Energia: ENEA coordina il progetto europeo per ridurre i costi dell’idrogeno verde

Condividi

È coordinato da ENEA il progetto europeo PROMETEO[1] che, con un investimento pari a 2,7 milioni di euro di cui circa 2,5 milioni finanziati dall’UE attraverso il programma pubblico-privato FCH JU (Fuel Cells and Hydrogen Joint Undertaking), si propone di ridurre i costi di produzione dell’idrogeno verde (a meno di 2 €/kg in prospettiva), grazie a una tecnologia altamente efficiente che combina l’elettricità da fotovoltaico o eolico, con il calore da solare a concentrazione.

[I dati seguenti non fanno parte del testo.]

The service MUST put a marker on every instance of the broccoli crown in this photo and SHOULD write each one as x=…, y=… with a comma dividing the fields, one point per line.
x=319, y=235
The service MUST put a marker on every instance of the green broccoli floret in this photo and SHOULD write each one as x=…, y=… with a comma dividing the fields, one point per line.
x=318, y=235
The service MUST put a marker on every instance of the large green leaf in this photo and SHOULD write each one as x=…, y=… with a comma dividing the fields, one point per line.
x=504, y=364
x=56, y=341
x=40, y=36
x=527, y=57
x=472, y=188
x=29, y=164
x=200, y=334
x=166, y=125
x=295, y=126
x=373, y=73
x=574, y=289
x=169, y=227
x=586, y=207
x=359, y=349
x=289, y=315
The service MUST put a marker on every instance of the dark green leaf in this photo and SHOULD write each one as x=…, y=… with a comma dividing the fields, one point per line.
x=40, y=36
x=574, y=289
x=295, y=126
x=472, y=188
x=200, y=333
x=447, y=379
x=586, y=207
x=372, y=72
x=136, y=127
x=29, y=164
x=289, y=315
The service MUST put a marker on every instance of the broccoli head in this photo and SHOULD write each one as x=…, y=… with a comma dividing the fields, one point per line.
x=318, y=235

Nel progetto, della durata di 42 mesi, è coinvolto un pool di imprese e istituzioni di ricerca italiane ed europee: la Fondazione Bruno Kessler (FBK), la spagnola IMDEA Energy e l’Istituto di ricerca svizzero EPFL che, insieme all’ENEA, si occuperanno dell’integrazione del prototipo con le fonti rinnovabili; l’italo-svizzera SOLIDpower fornirà elettrolizzatori e il sistema di termo-regolazione, mentre il Gruppo italiano Maire Tecnimont sarà a capo dell’ingegnerizzazione del prototipo e della messa in marcia dell’impianto attraverso due sue controllate, l’italiana NextChem e l’olandese Stamicarbon. Un ruolo fondamentale nello sviluppo di applicazioni finali lo avranno anche i potenziali utilizzatori della tecnologia: la Snam per l’iniezione di idrogeno verde nella rete gas, la spagnola Capital Energy per lo stoccaggio chimico di elettricità rinnovabile e l’olandese Stamicarbon per i possibili impieghi nell’industria chimica.

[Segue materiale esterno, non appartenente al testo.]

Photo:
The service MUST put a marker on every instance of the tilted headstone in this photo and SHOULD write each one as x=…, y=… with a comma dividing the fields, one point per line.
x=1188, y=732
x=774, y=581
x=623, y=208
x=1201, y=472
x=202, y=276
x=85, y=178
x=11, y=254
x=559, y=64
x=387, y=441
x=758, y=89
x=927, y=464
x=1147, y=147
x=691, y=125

La sfida di PROMETEO è quella garantire continuità alla produzione di idrogeno da elettrolisi anche quando l’energia rinnovabile da fonte solare non è disponibile a causa dell’intermittenza o nei periodi in cui è più conveniente utilizzarla, come ad esempio nei surplus di produzione: questo consentirà di abbattere i costi di produzione di idrogeno verde, aumentandone la competitività.

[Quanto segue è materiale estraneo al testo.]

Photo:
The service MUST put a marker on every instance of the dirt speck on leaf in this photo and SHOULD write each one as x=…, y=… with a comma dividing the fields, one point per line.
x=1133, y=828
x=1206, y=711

Gli obiettivi di decarbonizzazione al 2030 e al 2050, inoltre, impongono alla ricerca di trovare nuove strade per produrre e sfruttare le fonti rinnovabili in modo ottimale e su larga scala e l’idrogeno verde ha tutte le caratteristiche per supportare la transizione energetica soprattutto nei settori industriali maggiormente coinvolti come quello energetico, chimico e in particolare dei fertilizzanti azotati.

[1] Hydrogen PROduction by MEans of solar heat and power in high TEmperature solid Oxide electrolysers.